The Ubiquitous Sacred Yoni

Yoni of the Rug

The other day I was sitting in the living room and noticed for the first time that the rug, which has been in that room for ten years, is bordered by yonis. I’d looked at the rug plenty of times, often doing yoga with my face right on it, but this shape had never before spoken to me as a yoni.

Living in a phallocentric world, we are accustomed to the idea that the phallus is everywhere, and does anybody really believe that Freud’s cigar was really just a cigar? The very word phallus, which is Latin, is commonly known to American English-speakers, while, to find a word for the feminine counterpart, we have to reach much further, to Sanskrit. (Sanskrit has a word for the symbolic penis, lingam, though we don’t use it so much here, because we already have phallus.)

The yoni is equally ubiquitous, if we look for it.

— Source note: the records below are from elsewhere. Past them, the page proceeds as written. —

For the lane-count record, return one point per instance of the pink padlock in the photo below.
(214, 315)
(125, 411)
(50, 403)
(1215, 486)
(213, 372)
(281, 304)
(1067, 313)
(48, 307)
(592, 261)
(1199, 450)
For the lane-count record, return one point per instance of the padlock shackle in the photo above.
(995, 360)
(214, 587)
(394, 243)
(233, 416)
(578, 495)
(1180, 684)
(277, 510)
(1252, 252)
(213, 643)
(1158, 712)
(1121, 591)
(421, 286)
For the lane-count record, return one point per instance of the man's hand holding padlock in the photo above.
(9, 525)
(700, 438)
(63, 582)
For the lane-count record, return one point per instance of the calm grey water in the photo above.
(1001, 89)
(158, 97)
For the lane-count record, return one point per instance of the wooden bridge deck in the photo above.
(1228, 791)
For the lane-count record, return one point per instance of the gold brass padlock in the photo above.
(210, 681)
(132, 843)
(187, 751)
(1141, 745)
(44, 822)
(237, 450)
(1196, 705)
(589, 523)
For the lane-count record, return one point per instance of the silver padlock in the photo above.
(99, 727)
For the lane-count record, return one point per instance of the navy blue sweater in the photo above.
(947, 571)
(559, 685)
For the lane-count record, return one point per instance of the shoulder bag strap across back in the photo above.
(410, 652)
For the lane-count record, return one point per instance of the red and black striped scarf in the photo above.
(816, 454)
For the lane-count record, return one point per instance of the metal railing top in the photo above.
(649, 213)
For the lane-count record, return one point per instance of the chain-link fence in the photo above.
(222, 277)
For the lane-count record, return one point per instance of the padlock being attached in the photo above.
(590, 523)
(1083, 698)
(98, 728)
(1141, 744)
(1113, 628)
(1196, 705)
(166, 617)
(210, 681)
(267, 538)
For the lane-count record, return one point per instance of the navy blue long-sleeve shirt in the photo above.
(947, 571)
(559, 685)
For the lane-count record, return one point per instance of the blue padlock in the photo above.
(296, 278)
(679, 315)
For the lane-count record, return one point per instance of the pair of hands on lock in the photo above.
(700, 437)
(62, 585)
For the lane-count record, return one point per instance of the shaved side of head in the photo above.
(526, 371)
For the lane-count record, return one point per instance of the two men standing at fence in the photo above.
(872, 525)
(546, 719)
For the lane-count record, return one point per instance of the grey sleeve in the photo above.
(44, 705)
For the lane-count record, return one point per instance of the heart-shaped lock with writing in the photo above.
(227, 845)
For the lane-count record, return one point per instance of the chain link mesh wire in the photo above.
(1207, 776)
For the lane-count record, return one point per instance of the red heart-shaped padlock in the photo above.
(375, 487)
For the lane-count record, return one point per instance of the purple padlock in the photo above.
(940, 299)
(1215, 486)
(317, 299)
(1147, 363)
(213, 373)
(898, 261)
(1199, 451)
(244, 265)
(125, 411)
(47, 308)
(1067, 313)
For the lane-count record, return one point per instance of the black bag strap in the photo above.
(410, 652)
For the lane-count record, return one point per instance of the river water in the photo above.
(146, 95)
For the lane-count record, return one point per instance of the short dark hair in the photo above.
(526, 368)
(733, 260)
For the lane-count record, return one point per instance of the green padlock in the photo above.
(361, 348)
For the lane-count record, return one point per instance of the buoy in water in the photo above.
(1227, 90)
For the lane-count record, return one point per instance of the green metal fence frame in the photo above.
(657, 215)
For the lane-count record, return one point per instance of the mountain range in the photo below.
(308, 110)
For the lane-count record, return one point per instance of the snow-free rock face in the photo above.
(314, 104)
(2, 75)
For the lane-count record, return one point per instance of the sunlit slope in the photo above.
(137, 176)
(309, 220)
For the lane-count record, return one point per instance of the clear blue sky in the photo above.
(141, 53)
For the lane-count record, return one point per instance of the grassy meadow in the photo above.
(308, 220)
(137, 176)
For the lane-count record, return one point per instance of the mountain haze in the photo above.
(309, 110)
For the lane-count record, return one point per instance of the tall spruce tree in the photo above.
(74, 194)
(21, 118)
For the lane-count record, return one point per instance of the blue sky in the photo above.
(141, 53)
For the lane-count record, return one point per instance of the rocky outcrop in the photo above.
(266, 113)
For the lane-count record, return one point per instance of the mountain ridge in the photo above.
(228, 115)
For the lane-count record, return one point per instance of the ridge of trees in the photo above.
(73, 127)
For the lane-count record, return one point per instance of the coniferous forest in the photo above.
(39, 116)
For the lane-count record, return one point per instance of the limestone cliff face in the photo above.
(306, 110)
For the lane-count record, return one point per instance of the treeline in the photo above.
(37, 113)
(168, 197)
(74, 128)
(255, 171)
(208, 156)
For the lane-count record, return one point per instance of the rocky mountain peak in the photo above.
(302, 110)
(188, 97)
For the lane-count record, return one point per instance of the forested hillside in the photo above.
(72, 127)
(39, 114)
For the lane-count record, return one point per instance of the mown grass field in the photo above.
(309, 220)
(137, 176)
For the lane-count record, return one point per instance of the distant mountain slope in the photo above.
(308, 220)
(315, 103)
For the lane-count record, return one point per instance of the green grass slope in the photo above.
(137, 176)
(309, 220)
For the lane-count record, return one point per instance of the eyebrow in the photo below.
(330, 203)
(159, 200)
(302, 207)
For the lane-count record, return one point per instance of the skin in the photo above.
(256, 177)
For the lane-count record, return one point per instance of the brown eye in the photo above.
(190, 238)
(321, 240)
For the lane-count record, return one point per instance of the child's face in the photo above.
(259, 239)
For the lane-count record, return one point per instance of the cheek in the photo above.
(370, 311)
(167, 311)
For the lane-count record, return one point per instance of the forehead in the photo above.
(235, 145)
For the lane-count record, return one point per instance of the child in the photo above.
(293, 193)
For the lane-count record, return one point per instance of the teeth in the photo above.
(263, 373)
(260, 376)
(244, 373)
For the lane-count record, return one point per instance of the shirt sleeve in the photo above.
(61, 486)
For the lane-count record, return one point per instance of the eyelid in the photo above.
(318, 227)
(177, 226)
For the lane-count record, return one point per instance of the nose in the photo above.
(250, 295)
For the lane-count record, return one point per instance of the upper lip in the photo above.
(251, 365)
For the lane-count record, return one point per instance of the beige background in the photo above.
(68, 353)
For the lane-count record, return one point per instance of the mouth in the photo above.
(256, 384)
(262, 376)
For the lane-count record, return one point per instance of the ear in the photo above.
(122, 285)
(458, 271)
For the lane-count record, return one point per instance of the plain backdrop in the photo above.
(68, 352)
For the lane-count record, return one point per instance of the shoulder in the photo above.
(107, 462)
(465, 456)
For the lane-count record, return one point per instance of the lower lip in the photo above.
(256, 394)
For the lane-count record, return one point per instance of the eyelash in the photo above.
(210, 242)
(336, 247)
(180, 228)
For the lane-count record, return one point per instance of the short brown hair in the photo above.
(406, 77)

There really isn’t a preference in the natural world for one or the other; the world requires the union of the masculine and the feminine in order to procreate. Of course we needn’t procreate every time these forces unite, nor are we obligated to express sexuality as a play of masculine and feminine, if we are called to do otherwise; but let us celebrate both, the yoni and the phallus, in whatever way we choose. We might begin by noticing the yoni, wherever it’s been in front of our eyes, unseen, every day.